Both The Forlorned and House by the Lake get caught up with some budget restrictions (the former with some seriously Eighties TV special CGI VFX, the latter by looking like it was shot with a DSLR). Altar end-runs a lot of the restrictions of zero-cash filmmaking by going down the found-footage path.
Now there is a misconception that found footage is cheap and easy. It can be cheap, but that does not make it easy. In fact, making faux verité just increases the challenge. (Just ask V/H/S/2 segment director Jason Eisener, who once said, "I remember thinking found footage must be easier to do, but it's honestly the hardest thing I've ever done.") Altar may be shot on a shoe-string, but puts every threadbare inch on the screen.
"Have you ever seen any scary movie ever?" Rinny (Kia Vassiliades) asks her newly-wed husband Greg (Gregory Tharpe) after they get lost on the midnight hike in the Sierra Nevadas.
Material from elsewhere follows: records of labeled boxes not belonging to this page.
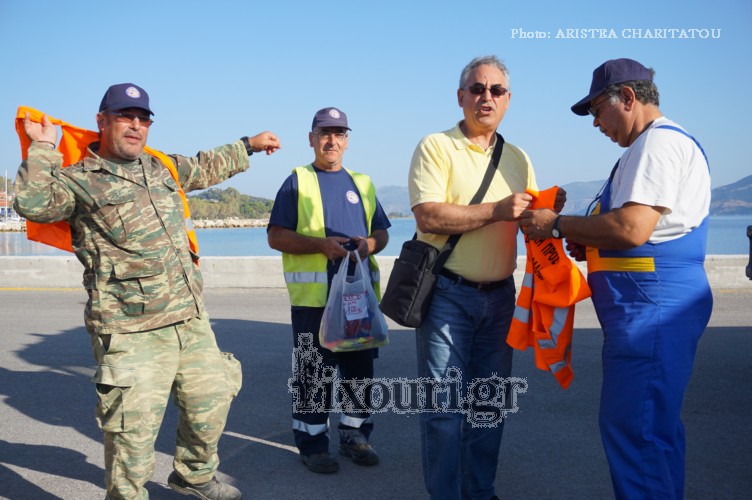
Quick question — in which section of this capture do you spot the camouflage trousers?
[92,314,242,499]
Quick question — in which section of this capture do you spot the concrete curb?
[0,255,752,289]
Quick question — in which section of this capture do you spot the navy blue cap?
[99,83,154,115]
[311,108,352,130]
[572,58,653,116]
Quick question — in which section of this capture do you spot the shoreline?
[0,217,269,233]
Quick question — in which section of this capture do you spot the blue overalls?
[587,126,713,499]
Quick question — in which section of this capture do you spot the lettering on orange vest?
[16,106,198,265]
[507,186,590,389]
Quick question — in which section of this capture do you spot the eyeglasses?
[316,130,347,142]
[108,111,154,128]
[462,83,509,97]
[588,95,612,118]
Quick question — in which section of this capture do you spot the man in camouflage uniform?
[14,83,280,499]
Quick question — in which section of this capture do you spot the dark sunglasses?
[108,111,154,128]
[463,83,509,97]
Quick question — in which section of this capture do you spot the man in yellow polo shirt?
[408,56,563,499]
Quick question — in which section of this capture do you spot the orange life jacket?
[16,106,198,263]
[507,186,590,389]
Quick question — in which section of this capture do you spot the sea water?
[0,215,752,257]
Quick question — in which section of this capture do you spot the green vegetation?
[188,188,274,220]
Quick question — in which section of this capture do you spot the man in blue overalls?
[520,59,713,499]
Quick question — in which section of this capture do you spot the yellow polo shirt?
[408,124,538,281]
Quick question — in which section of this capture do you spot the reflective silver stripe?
[285,271,328,285]
[292,418,329,436]
[538,307,569,349]
[339,413,373,429]
[514,306,530,323]
[522,273,533,288]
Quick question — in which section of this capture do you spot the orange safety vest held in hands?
[507,186,590,389]
[16,106,198,263]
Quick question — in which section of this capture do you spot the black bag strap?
[424,132,504,274]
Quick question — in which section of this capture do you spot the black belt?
[439,269,512,292]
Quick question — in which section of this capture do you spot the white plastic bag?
[319,252,389,352]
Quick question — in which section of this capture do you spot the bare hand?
[248,132,282,155]
[554,188,567,214]
[493,193,533,221]
[321,236,350,260]
[520,208,557,240]
[350,236,370,260]
[24,113,57,144]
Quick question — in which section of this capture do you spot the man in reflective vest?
[268,108,390,474]
[15,83,279,500]
[520,59,713,499]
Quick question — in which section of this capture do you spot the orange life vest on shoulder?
[16,106,198,263]
[507,186,590,389]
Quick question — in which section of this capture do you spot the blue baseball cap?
[572,58,653,116]
[99,83,154,115]
[311,108,352,130]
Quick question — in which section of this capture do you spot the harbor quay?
[0,255,752,500]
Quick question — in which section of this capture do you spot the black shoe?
[339,442,379,466]
[167,471,243,500]
[300,452,339,474]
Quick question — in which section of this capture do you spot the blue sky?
[0,0,752,198]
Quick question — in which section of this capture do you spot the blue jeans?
[416,276,515,500]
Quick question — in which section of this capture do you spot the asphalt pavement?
[0,283,752,500]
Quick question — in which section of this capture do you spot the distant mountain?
[710,175,752,215]
[377,175,752,216]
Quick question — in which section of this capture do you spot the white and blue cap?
[99,83,154,115]
[311,108,352,130]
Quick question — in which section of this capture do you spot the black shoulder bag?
[379,133,504,328]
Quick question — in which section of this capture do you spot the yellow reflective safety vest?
[16,106,198,265]
[507,186,590,389]
[282,164,381,307]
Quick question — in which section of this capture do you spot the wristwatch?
[240,135,253,156]
[551,215,564,240]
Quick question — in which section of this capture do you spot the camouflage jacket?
[14,141,249,334]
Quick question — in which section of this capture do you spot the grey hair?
[603,68,660,106]
[460,56,509,88]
So, clearly, don't get too attached to either of them, as they quite rightly have "supernatural axe fodder" written all over them.
Instead, the camera switches focus to siblings Bo (Jesse Parr) and daughter Maisy (Stefanie Estes): Six months after their parent's tragic disappearance, they head on a weekend retreat with some of Maisy's college friends. She thinks this will help her socially awkward and mourning brother out of his shell. Of course, this is a terrible plan that takes them into the same woods, with the same bizarre happenings, and the same axe-wielding crazy guy. Good thing they have Bo's camera, eh?
The imperfections are rife. Altar commits the unforgivable found-footage sin of having a score (diegetic sound only, people!), the story structure is the most well-worn of found-footage tropes (60 minutes of foliage, 20 minutes of carnage), and the final practical effects are homemade, and look it.
Yet, for all those limitations, Altar is a blast. The script is breezy, with some surprising smart dialogue that never trips into knowing or arch. In particular, the tension between the gang and aging dude-bro Asher (Tim Parrish) as he brings his inappropriately young girlfriend (Jessica Strand) adds an intriguing twist. Yet, most importantly, writer/director Matthew Sconce finds a good reason for Bo never putting the camera down. When the third act bloodbath starts, it still makes a lick of sense.
The Forlorned (Midnight Releasing) and House by the Lake (Random Media) are available on VOD and DVD now. Altar (Movie Hero Studios) is available on VOD now.